Rundschreiben zum Jahresanfang 2011

1.  Neue Anwendungsregeln für die landwirtschaftliche Pauschalierung bei der Umsatzsteuer

Mit Schreiben vom 27. Oktober 2010 hat das Bundesministerium der Finanzen die Anwendung der Durchschnittssatzbesteuerung für land- und forstwirtschaftliche Betriebe neu geregelt. Die Neuregelungen sind spätestens ab 1. Januar 2011 anzuwenden.

Von besonderer Bedeutung ist, dass die Abgrenzungskriterien weitaus enger gefasst sind als bei der Einkommensteuer. Das heißt, dass Geschäftsvorfälle, die in der einkommensteuerlichen Gewinnermittlung des landwirtschaftlichen Betriebes erfasst werden, umsatzsteuerlich nicht mehr der Pauschalierung, sondern der Regelbesteuerung unterliegen können.

Die Pauschalierung ist nur noch auf selbst erzeugte landwirtschaftliche Produkte anzuwenden. Das heißt, dass der Zukauf von landwirtschaftlichen Produkten zum direkten Weiterverkauf der Regelbesteuerung unterliegt. Werden landwirtschaftliche Erzeugnisse, sowohl Tiere als auch Pflanzen, zugekauft und im eigenen Betrieb zu einem Produkt anderer Marktgängigkeit weiterentwickelt (z. B. Stecklinge zu Topfpflanzen oder Kälber zu Fressern), gilt dies als landwirtschaftliche Tätigkeit, die der Pauschalierung unterliegt.

Verarbeitungstätigkeiten der ersten Verarbeitungsstufe (z. B. Herstellung von Schweinehälften oder Mehl) sollen nur noch der Pauschalierung unterliegen, wenn im Wesentlichen, das heißt zu 75 % eigenerzeugte landwirtschaftliche Produkte verwendet werden.

Werden selbst erzeugte Produkte untrennbar mit zugekauften Produkten vermischt (als Beispiel werden hier Honig und Apfelsaft genannt), unterliegt die Lieferung des Endprodukts aus Vereinfachungsgründen noch der Pauschalierung, wenn die Beimischung  des zugekauften  Produkts  nicht  mehr  als  25 % beträgt. Zutaten und

Nebenstoffe sowie Warenumschließungen (Verpackung, Getränkeflaschen etc.) bleiben bei der Prüfung der 25-%-Grenze außer Betracht.

Der Verkauf gebrauchter landwirtschaftlicher Maschinen und Geräte soll zukünftig der Regelbesteuerung unterliegen. Ausnahmsweise kann auf solche Verkäufe die Pauschalierung weiterhin angewendet werden, wenn die verkauften Gegenstände während ihrer Zugehörigkeit zum Unternehmensvermögen zumindest 95 % für Umsätze verwendet wurden, die der Pauschalierung unterlegen haben.

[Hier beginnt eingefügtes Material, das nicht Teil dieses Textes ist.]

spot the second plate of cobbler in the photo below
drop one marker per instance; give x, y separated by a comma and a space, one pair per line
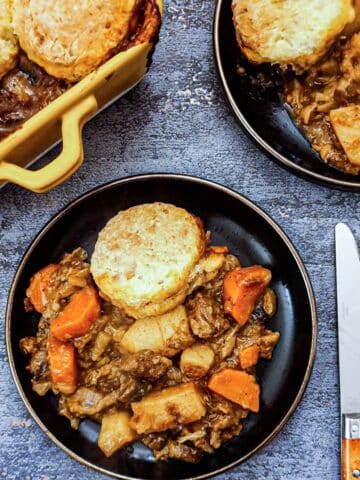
290, 72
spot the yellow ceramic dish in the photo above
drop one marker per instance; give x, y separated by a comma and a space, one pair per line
64, 119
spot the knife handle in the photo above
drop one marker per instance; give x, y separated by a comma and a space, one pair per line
350, 447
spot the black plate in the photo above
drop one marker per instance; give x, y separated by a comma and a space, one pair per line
254, 238
262, 114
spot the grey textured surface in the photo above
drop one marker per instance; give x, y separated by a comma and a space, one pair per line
176, 120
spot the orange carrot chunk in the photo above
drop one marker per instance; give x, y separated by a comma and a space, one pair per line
237, 386
78, 316
242, 288
38, 286
62, 365
249, 356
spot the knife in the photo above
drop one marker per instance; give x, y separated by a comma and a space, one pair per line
348, 309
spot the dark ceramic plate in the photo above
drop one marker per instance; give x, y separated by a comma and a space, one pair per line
262, 114
254, 238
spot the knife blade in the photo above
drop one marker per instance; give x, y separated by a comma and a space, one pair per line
348, 308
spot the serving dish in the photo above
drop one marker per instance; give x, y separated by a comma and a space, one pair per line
64, 118
254, 238
261, 111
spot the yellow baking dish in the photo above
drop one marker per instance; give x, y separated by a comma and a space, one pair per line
64, 119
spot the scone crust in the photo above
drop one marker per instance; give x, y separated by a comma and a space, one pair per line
68, 38
144, 256
8, 43
289, 32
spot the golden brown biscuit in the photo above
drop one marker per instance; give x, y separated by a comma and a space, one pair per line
289, 32
68, 38
8, 42
144, 258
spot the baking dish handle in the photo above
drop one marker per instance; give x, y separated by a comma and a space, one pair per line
69, 160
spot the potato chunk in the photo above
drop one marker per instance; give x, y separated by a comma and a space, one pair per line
346, 124
196, 361
115, 432
168, 408
167, 334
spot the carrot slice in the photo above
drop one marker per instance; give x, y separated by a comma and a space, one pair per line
62, 365
78, 316
237, 386
249, 356
38, 286
242, 287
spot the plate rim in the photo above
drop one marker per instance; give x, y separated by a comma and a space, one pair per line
169, 176
258, 140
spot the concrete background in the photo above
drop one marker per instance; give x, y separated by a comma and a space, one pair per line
177, 120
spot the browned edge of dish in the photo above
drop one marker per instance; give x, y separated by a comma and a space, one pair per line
303, 172
200, 181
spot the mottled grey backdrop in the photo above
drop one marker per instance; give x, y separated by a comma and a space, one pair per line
176, 120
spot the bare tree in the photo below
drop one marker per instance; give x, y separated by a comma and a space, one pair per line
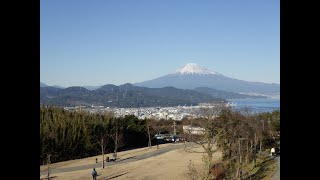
212, 131
104, 138
117, 137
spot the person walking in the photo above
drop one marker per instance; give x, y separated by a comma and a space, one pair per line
272, 151
114, 156
94, 174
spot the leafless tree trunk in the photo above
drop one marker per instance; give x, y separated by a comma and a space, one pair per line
103, 145
48, 166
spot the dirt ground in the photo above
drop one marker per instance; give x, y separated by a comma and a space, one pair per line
170, 165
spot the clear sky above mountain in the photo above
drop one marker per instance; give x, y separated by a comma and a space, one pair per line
124, 41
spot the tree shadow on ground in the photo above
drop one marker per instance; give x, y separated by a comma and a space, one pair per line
125, 159
51, 177
114, 176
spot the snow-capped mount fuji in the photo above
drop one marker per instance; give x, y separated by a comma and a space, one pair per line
193, 68
192, 76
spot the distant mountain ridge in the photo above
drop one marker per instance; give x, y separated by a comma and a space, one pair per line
126, 95
193, 76
224, 94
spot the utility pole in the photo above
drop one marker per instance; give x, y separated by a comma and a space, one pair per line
149, 144
102, 146
48, 166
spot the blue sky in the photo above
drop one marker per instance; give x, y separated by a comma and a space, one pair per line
101, 42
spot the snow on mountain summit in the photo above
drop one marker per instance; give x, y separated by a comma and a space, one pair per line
193, 68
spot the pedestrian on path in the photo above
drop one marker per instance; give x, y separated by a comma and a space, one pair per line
272, 151
114, 156
94, 174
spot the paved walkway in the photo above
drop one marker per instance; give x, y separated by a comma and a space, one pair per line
120, 161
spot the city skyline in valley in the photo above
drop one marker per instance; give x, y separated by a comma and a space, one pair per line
117, 42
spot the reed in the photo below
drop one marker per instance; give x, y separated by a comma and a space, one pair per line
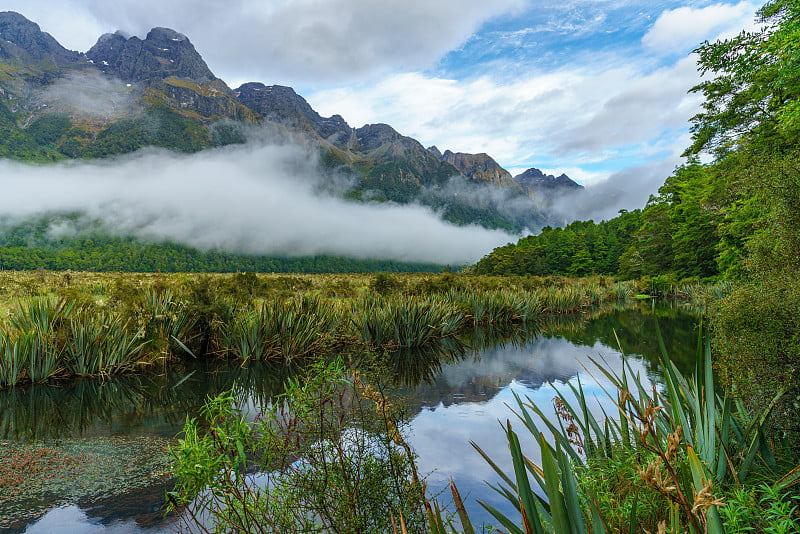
100, 345
13, 360
693, 444
282, 330
168, 324
403, 322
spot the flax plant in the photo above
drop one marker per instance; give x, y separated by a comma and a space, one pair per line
696, 443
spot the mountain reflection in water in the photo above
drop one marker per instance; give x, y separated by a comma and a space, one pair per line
457, 391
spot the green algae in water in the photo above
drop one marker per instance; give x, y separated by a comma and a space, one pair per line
35, 477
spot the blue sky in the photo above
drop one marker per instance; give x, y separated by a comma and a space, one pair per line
597, 89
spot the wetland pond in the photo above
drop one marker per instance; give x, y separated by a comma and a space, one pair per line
92, 456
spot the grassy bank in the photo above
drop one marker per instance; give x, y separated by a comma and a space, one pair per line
61, 325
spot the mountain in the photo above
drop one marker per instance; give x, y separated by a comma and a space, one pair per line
23, 40
477, 167
538, 182
282, 105
126, 93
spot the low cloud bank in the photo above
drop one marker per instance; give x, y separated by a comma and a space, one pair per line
260, 198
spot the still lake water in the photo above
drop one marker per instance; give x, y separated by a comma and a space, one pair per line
119, 428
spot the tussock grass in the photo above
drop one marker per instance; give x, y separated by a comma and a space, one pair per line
66, 324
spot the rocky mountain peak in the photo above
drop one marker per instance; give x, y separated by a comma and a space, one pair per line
435, 151
372, 136
282, 104
22, 39
535, 179
478, 167
162, 54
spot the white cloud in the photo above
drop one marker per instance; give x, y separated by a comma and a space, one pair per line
288, 39
569, 117
259, 199
683, 29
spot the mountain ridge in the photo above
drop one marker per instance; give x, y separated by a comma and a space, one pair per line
176, 101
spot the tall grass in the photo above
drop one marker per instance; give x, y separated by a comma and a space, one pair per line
282, 330
690, 443
100, 345
398, 322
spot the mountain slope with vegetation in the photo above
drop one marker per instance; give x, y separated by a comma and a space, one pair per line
127, 93
737, 217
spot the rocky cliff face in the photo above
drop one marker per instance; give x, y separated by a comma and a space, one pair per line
162, 54
23, 40
539, 182
282, 105
173, 100
478, 167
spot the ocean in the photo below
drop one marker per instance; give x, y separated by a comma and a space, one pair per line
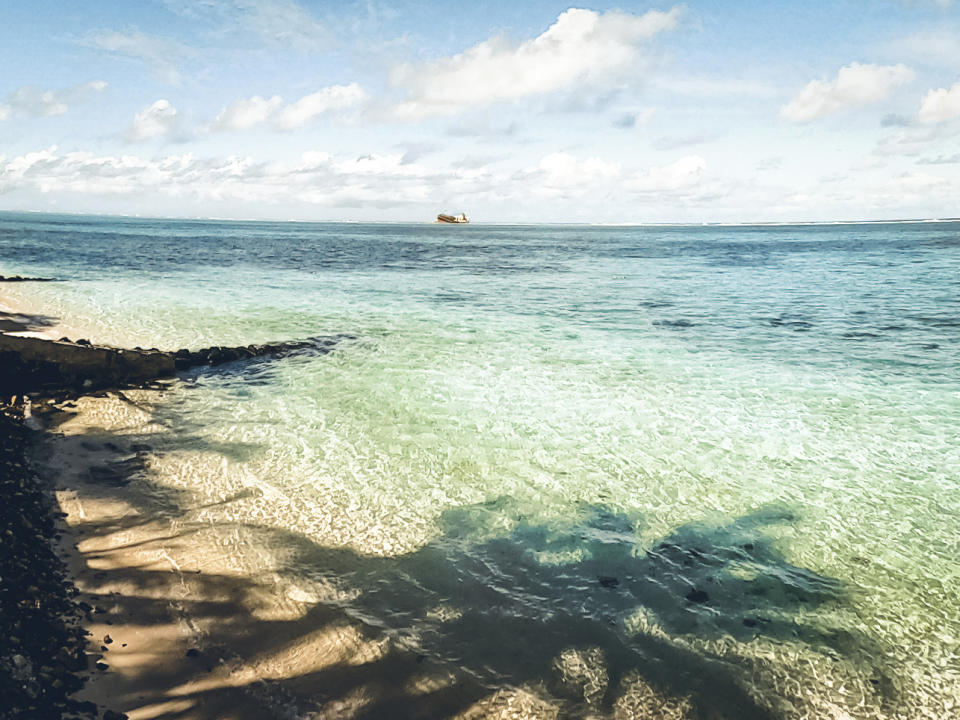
719, 464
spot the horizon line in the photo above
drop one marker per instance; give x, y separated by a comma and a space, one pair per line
584, 223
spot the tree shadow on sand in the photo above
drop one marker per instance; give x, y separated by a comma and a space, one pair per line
573, 612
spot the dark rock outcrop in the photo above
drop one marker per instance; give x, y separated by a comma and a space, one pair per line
42, 643
33, 364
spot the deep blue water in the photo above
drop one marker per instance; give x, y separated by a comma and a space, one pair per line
712, 457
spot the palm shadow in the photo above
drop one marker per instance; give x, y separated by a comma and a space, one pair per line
496, 600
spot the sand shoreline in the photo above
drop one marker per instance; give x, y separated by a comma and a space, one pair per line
176, 629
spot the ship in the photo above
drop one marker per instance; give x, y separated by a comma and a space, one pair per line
459, 219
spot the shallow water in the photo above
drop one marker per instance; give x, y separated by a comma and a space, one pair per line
721, 462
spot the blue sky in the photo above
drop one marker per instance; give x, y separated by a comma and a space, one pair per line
509, 111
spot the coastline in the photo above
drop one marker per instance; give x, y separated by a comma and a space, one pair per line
173, 627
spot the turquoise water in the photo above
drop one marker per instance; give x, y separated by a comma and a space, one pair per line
724, 460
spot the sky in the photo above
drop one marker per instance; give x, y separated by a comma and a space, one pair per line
538, 111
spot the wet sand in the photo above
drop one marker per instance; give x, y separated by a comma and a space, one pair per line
177, 628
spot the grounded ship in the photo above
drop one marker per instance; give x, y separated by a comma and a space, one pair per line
461, 218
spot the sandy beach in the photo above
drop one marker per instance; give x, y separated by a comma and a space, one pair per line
176, 628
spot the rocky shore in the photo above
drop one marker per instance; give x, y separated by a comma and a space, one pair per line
43, 646
46, 654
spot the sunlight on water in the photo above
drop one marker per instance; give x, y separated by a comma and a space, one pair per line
695, 445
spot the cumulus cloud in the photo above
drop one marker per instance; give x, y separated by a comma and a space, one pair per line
581, 47
941, 105
163, 55
633, 119
29, 101
248, 112
160, 118
679, 175
856, 84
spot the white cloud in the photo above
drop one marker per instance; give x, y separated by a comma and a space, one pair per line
162, 54
581, 47
309, 107
157, 119
248, 112
562, 174
32, 102
856, 84
940, 105
684, 173
316, 179
280, 23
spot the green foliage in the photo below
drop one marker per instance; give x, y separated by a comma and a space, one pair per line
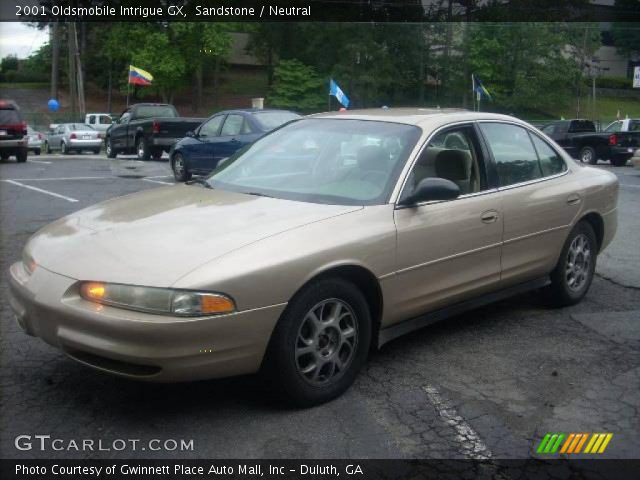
626, 36
297, 86
9, 63
618, 83
523, 65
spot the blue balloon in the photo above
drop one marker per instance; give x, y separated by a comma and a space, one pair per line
53, 105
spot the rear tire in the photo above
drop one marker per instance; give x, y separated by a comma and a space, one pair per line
22, 155
619, 161
111, 152
588, 155
573, 274
180, 171
142, 150
319, 344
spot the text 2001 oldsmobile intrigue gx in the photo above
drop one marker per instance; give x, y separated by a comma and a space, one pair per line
330, 235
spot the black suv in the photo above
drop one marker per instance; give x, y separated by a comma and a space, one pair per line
13, 132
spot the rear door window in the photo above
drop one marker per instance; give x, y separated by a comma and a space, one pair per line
516, 159
233, 125
550, 161
212, 127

Sonstige Leistungen (Dienstleistungen) unterliegen zukünftig unter folgenden, relativ engen Voraussetzungen der Pauschalierung:

  1. Sie werden mit Hilfe der Arbeitskräfte des Betriebes erbracht und die dabei verwendeten Wirtschaftsgüter gehören zur normalen Ausrüstung des Betriebes.
  2. Die Dienstleistungen tragen normalerweise zur landwirtschaftlichen Erzeugung bei. Darunter versteht der Gesetzgeber folgende Tätigkeiten:
  • Anbau-, Ernte-, Dresch-, Press-, Lese- und Einsammelarbeiten einschließlich Säen und Pflanzen,
  • Verpackung und Zubereitung wie beispielsweise Trocknung, Reinigung, Zerkleinerung, Desinfektion und Einsilierung landwirtschaftlicher Erzeugnisse,
  • Lagerung landwirtschaftlicher Erzeugnisse,
  • Hüten, Zucht und Mästen von Vieh,
  • Vermietung normalerweise in land- und forstwirtschaftlichen Betrieben verwendeter Mittel zu landwirtschaftlichen Zwecken,
  • technische Hilfe,
  • Vernichtung schädlicher Pflanzen und Tiere, Behandlung von Pflanzen und Böden durch Besprühen,
  • Betrieb von Be- und Entwässerungsanlagen,
  • Beschneiden und Fällen von Bäumen und andere forstwirtschaftliche Dienstleistungen.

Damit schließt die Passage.